L’ordonnance de Colbert

Colbert fut le premier à mettre en place une réglementation par son ordonnance de la Marine en 1681 suivie en 1685 par une ordonnance de la Marine sur les côtes de Bretagne (voir ci-dessous).

Titre X de l'Ordonnance : de la coupe du varech...
Titre X de l’Ordonnance : de la coupe du varech…

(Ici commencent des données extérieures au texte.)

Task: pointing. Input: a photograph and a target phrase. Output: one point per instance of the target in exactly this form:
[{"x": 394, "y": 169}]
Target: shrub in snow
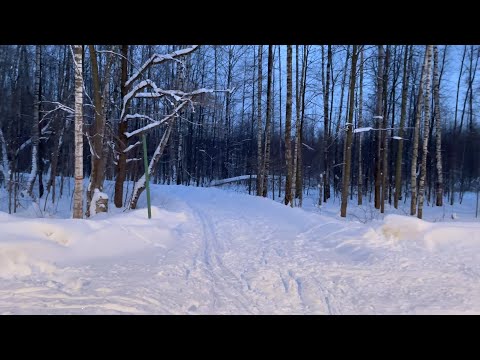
[{"x": 99, "y": 202}]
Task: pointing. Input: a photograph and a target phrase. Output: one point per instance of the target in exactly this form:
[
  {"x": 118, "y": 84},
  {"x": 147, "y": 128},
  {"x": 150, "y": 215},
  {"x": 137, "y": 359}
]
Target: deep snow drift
[{"x": 210, "y": 251}]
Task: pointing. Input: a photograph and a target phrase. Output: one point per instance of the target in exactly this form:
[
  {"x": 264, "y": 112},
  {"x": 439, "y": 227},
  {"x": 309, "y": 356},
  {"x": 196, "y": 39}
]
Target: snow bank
[{"x": 444, "y": 237}]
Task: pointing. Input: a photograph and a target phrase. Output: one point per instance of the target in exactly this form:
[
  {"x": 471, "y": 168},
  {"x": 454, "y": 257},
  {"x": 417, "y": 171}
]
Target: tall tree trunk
[
  {"x": 121, "y": 167},
  {"x": 407, "y": 67},
  {"x": 259, "y": 125},
  {"x": 288, "y": 130},
  {"x": 78, "y": 193},
  {"x": 326, "y": 132},
  {"x": 360, "y": 137},
  {"x": 453, "y": 152},
  {"x": 438, "y": 128},
  {"x": 348, "y": 147},
  {"x": 299, "y": 172},
  {"x": 379, "y": 117},
  {"x": 266, "y": 160},
  {"x": 384, "y": 141},
  {"x": 280, "y": 119},
  {"x": 35, "y": 129},
  {"x": 416, "y": 134},
  {"x": 97, "y": 174},
  {"x": 426, "y": 132}
]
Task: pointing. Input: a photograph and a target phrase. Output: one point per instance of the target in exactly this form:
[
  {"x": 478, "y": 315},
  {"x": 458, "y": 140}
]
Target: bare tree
[
  {"x": 379, "y": 117},
  {"x": 348, "y": 147},
  {"x": 416, "y": 134},
  {"x": 78, "y": 193},
  {"x": 259, "y": 124},
  {"x": 266, "y": 160},
  {"x": 407, "y": 66},
  {"x": 35, "y": 129},
  {"x": 326, "y": 132},
  {"x": 360, "y": 124},
  {"x": 438, "y": 127},
  {"x": 426, "y": 132}
]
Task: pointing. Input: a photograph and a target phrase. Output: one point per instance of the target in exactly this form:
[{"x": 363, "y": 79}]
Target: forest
[{"x": 360, "y": 123}]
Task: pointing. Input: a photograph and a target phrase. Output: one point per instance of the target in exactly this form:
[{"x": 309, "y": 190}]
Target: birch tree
[
  {"x": 35, "y": 123},
  {"x": 416, "y": 134},
  {"x": 407, "y": 67},
  {"x": 438, "y": 128},
  {"x": 78, "y": 192},
  {"x": 426, "y": 132},
  {"x": 348, "y": 146}
]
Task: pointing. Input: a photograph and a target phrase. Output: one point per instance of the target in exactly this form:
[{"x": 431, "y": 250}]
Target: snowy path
[{"x": 207, "y": 251}]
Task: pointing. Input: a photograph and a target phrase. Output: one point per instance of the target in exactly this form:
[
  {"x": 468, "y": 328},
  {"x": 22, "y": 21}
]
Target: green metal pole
[{"x": 147, "y": 180}]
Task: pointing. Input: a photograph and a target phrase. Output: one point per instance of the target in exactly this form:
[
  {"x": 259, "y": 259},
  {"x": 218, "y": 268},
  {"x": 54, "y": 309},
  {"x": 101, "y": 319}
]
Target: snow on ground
[{"x": 211, "y": 251}]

Malgré cette ordonnance, les seigneurs continuèrent dans beaucoup de lieux à revendiquer leur droit de varech. La Constituante, par un décret du 10 août 1791, art. 7, déclara que le droit de varech était aboli.

Au XIXe siècle

Au XIXe siècle, plusieurs arrêtés préfectoraux instaurèrent une réglementation sur les périodes de coupes, les personnes autorisées à les faire ou encore les transports. Tous ces règlements ont eu du mal à prévaloir sur les usages locaux. Dans le canton de Concarneau, on coupe du 1er octobre au 1er mars. Les populations vivant sur la côte ont largement tiré profit de la récolte du goémon qui constituait alors un complément de revenu non négligeable et cette activité a perduré une
grande partie du XXe siècle.

Trois façons de récolter le goémon

On distingue trois façons de récolter le goémon : le goémon épave a été arraché par les vagues et rejeté sur la grève, le goémon de rive que l’on coupe sur l’estran en allant parfois dans l’eau et enfin le goémon de mer ou de fond dont la coupe se fait à partir d’un bateau.
De 1900 à 1922, la municipalité de Trégunc a été amenée à prendre des arrêtés réglementant la coupe et le ramassage du goémon sur la commune. L’arrêté du 5 février 1900 visait à interdire la coupe du goémon sur certains secteurs de la commune : Nous Maire de Trégunc avons arrêté et arrêtons que la coupe de goémon sera prohibée dans les grèves de Trégunc de Moulin à Mer jusqu’à Stang Dourveil. Cette coupe n’aura plus jamais lieu parce que les poissons et les crustacés sont détruits par cette coupe.
Quelques jours plus tard, le 18 février 1900, suite à de nombreuses pétitions, l’arrêté suivant est pris après la réunion du conseil municipal : 
Nous Maire de Trégunc canton de Concarneau département du Finistère
Vu les décrets des 4 juillet 1853, 8 février 1868, 19 février 1884 et 28 janvier 1890
Vu les pétitions et contre-pétitions pour ou contre la coupe du goémon dont 78 pour la prohibition de la coupe et 11 pour le maintien de la coupe
Avons arrêté et arrêtons ce qui suit :
La coupe du goémon est prohibée dans toutes les grèves de la commune de Trégunc.
L’arrêté du 16 septembre 1922 concernait le goémon épave, cette réglementation limitait la période de ramassage :
Nous, Maire de la commune de Trégunc considérant qu’il convient de prendre des mesures pour le ramassage du goémon épave afin de couper court aux difficultés qui surgissent journellement à ce sujet
Vu l’article 4 du décret du 8 février 1868
Vu la délibération du conseil municipal en date du 10 septembre 1922
Arrêtons :
article 1,  le ramassage du goémon épave s’effectuera dans la commune de Trégunc toute l’année,
article 2,  le ramassage du goémon épave aura lieu dans la période comprise entre l’extinction et l’allumage des phares du littoral,
article 3,  les habitants de la commune de Trégunc se conformeront aux
dispositions contenues dans le décret du 8 février 1868…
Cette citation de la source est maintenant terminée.